I hope that the hon. Lady will be reassured by those remarks and so will not press the new clause.

New clause 11 raises the interesting question of extraterritorial jurisdiction and how offences that apply in England and Wales should be applied to those involved in slavery and trafficking, both in the UK and elsewhere. The new clause seeks to extend extraterritorial jurisdiction to all offences related to modern slavery.

Clause 2(6) already applies extraterritorial jurisdiction to trafficking offences, so that UK nationals can be convicted regardless of where a trafficking offence takes place. In addition, clause 2(7) ensures that non-UK nationals can be convicted if they arrange or facilitate trafficking in the UK or the travel of a victim into, out of or within the UK.

The new clause would extend extraterritoriality to the offence of slavery, servitude and forced or compulsory labour. I fully accept the hon. Lady’s good intentions in tabling the measure, but do not believe it would be effective or desirable. There are particular reasons why we have taken the unusual step of extending extraterritorial jurisdiction to the trafficking offence, reflecting the nature of trafficking as a global phenomenon that often involves travel between jurisdictions. It would not be appropriate to apply the same extraterritoriality directly to slavery offences committed in other jurisdictions.

Practically, it is simply not possible for the UK to police activity across the rest of the world, although I absolutely agree that we must do all we can to influence others to apply their laws diligently. It is more appropriate for offenders committing slavery in other jurisdictions to be dealt with by local law enforcement agencies and prosecutors, who know and understand the specific laws applying in that jurisdiction. But it is important that we continue to work, including through the Foreign and Commonwealth Office and the Department for International Development, to tackle modern slavery globally.

New clause 12 deals with the issue of penalties and is essentially consequential to the hon. Lady’s other new clauses on offences; for example, it seeks to include a penalty for the proposed offence of facilitating the commission of an offence under part 1. In many respects the new clause mirrors those penalties already set out in the Bill.

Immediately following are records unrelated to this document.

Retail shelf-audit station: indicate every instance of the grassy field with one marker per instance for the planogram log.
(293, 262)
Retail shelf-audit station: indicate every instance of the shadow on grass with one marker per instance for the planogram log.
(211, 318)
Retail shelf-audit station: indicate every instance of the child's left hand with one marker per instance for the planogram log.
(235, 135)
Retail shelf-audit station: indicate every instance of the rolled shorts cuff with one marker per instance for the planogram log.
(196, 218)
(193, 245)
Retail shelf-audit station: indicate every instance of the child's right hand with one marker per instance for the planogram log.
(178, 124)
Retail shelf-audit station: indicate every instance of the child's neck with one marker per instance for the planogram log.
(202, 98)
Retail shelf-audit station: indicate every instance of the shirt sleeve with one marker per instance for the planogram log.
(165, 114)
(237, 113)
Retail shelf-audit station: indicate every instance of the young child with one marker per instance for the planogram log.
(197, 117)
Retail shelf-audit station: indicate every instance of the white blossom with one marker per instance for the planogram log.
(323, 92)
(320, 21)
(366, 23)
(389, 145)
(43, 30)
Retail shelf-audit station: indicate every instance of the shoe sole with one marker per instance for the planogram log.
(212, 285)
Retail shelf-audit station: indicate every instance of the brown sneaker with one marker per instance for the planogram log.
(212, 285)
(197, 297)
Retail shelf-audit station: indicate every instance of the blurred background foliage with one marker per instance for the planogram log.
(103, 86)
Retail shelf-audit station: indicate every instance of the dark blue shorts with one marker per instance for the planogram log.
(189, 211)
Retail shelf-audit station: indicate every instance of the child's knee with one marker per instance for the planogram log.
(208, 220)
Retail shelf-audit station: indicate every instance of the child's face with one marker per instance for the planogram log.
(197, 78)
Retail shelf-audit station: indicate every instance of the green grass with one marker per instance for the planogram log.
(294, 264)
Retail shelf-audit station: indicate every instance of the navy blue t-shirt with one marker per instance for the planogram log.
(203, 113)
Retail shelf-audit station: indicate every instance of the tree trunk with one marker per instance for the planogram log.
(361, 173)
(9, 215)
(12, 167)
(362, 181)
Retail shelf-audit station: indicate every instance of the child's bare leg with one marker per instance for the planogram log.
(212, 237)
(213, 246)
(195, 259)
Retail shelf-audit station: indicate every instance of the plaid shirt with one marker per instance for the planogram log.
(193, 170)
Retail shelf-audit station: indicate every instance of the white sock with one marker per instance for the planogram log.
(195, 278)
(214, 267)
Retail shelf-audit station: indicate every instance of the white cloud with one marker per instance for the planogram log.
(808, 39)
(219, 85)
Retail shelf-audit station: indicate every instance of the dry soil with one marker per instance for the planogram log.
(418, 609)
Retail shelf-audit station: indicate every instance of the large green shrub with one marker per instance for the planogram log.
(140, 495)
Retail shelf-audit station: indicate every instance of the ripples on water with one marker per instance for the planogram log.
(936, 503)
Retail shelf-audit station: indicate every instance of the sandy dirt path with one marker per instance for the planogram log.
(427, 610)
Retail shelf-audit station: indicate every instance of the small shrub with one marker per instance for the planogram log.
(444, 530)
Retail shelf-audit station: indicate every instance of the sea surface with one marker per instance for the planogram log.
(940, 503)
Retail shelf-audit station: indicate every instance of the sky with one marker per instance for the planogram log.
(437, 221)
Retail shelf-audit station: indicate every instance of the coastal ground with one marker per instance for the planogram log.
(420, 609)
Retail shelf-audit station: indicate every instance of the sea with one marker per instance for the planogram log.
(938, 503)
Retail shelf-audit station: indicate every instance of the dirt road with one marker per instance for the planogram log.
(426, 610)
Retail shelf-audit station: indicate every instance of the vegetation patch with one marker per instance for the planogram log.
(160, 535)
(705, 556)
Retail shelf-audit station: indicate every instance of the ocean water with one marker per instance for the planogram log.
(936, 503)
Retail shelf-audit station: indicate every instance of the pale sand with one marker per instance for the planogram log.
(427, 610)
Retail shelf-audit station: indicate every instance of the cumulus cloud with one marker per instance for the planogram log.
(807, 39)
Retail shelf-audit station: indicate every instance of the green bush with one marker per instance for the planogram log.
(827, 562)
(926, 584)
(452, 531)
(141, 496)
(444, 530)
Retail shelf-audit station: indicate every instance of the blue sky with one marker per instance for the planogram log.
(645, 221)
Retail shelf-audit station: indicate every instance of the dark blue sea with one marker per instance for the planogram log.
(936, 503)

I agree that we must apply the harshest penalties to those who traffic and enslave others, including the potential for a life sentence. As we have already set out the toughest possible penalties in the Bill, the new clause is not necessary. On that basis, I hope that the hon. Lady will agree not to press the new clause. I also hope that Members will agree that the clause stand part of the Bill.

Photo of Mark Pritchard Mark Pritchard Ceidwadwyr, The Wrekin

Before I put the Question, with the leave of the Committee I suggest that, if the Minister is so minded, she could use the letters “ET” for “extraterritorial” or “extraterritoriality” until such a time as her throat is better, if the Clerk, Hansard and the Committee are happy with that idea.

Question put and agreed to.

Clause 4 accordingly ordered to stand part of the Bill.